Il David simbolo dell'Italia nel mondo

"Osservate il volto del David. E' importante vedere l'espressione dei suoi occhi". Il regista Davide Rampello, direttore artistico del Padiglione Italia, è emozionato e questa emozione riesce a trasmetterla a chi lo ascolta. "Il David ricorda la memoria e la memoria è patrimonio dell'umanità. La memoria è figlia del cielo e della terra. E il David instaura un vero rapporto con l'osservatore capace di raccontare il mondo. E poi c'è la musica e questi mosaici incredibili realizzati dall'azienda ravennate Sicis e fatti tutti a mano da bravissimi artigiani".

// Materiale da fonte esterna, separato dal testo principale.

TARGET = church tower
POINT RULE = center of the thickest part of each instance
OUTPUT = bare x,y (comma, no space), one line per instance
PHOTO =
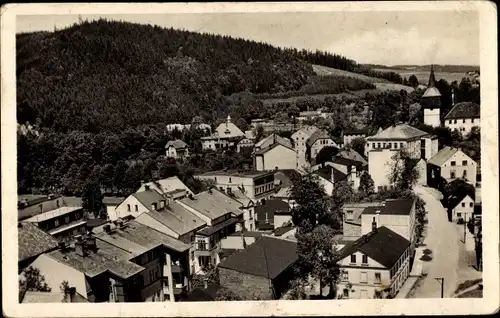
431,102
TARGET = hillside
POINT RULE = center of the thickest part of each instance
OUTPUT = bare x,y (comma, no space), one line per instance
107,75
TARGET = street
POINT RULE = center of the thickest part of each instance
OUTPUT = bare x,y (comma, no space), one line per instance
444,242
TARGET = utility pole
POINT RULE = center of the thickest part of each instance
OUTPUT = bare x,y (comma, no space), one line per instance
441,282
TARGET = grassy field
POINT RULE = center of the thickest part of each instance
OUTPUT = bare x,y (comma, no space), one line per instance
423,77
380,83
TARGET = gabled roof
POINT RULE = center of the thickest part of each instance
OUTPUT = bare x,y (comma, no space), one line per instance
352,155
464,110
383,246
326,172
392,207
267,149
318,134
177,218
213,204
442,156
267,257
32,241
398,132
177,144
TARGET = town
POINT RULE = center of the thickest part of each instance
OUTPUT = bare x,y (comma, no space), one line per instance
375,194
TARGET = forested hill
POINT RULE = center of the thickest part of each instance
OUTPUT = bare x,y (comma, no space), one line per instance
105,75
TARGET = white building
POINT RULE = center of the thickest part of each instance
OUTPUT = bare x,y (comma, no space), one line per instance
176,149
275,157
431,103
463,116
374,266
226,135
450,164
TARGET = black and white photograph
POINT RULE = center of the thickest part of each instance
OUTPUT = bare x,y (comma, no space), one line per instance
316,157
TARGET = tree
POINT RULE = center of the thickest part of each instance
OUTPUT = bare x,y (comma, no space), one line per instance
366,184
404,173
413,81
92,198
358,145
318,256
33,280
326,154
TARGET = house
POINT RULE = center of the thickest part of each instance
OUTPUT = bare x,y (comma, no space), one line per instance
351,154
254,184
172,187
349,135
63,223
271,140
226,135
246,144
126,268
397,215
161,254
32,242
176,149
299,139
351,219
272,213
463,116
262,270
275,157
383,146
239,240
374,266
317,141
222,214
431,102
450,164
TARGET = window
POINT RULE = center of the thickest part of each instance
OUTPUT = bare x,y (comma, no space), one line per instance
363,278
346,293
353,259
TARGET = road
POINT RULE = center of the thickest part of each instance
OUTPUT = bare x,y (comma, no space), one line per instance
443,240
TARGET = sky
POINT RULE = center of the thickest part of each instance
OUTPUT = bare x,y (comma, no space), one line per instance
388,38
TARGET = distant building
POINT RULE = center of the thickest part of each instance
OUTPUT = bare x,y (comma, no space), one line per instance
263,269
463,117
349,135
63,223
222,214
32,242
176,149
431,102
122,264
450,164
275,157
227,135
383,146
256,185
317,141
374,266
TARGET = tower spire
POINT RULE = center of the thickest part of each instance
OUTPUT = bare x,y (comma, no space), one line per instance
432,78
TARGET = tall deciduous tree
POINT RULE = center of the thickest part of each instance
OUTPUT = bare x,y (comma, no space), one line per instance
92,198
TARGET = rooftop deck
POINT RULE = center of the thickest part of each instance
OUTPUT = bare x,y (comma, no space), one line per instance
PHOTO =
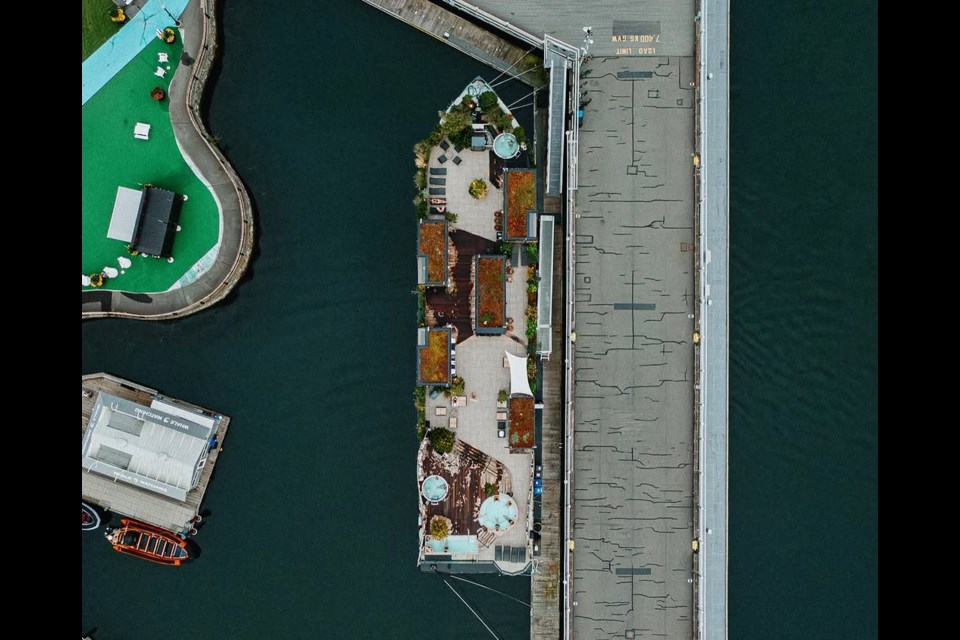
125,499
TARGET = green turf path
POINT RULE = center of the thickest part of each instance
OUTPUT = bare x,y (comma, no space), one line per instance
111,157
97,27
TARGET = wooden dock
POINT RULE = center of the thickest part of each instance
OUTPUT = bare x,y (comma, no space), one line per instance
545,585
124,499
477,42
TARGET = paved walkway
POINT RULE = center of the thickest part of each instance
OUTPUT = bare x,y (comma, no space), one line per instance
115,53
198,31
714,309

Il David è il biglietto da visita dell'Italia nel Padiglione. Michelangelo lo ha colto nell’attimo prima di affrontare Golia. E nell’intensità dello guardo, nella tensione dei muscoli pronti a scoccare la fionda, c’è una sintesi di armonia, forza e bellezza, che lo hanno trasformato in un simbolo e in un capolavoro universale. Da più di cinquecento anni il David, per quanto scolpito in un blocco di marmo di Carrara già sciupato, non solo è l’emblema della perfezione delle forme, ma è l’essenza della sfida, dell’intelligenza che vince sulla brutalità.

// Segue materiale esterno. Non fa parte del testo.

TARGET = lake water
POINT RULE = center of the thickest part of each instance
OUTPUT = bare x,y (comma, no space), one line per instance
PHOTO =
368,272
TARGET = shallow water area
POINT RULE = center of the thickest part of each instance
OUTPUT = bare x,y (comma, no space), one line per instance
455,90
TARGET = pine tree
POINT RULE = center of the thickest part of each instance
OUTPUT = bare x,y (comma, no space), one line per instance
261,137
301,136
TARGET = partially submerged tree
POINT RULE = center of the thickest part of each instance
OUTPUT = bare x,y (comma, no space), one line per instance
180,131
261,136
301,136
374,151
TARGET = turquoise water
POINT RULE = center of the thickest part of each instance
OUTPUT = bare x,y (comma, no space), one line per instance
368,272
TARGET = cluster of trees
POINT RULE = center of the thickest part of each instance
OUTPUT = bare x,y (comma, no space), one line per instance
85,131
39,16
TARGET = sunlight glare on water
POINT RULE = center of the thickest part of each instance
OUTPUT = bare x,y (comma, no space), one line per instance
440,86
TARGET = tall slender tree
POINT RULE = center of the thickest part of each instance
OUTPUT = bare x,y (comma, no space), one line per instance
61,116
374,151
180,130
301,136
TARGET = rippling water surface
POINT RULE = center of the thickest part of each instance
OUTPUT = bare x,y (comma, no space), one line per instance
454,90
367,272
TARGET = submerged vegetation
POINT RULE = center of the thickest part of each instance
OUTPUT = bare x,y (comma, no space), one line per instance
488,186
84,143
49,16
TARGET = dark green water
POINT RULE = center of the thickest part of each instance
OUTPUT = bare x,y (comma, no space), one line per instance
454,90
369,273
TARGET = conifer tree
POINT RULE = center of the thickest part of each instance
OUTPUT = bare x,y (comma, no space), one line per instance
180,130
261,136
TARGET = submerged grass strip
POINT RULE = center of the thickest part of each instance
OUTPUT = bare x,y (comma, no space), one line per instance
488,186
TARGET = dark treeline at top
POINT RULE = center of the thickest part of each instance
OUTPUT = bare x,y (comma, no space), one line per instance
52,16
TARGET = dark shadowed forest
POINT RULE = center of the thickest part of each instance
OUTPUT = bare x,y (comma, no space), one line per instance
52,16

Dall’aprile scorso la copia perfetta del capolavoro di Michelangelo è collocata al centro dello spazio definito il ‘Teatro della Memoria’ del Paglione Italia, quello appunto cui fa riferimento lo stesso Rampello. Peccato che non possa essere ammirato nella sua completa bellezza considerata la collocazione un po' 'pudica' che non intacca comunque l'etereo fascino dell'opera simbolo del Rinascimento. Nella speranza che possa essere di buon auspicio.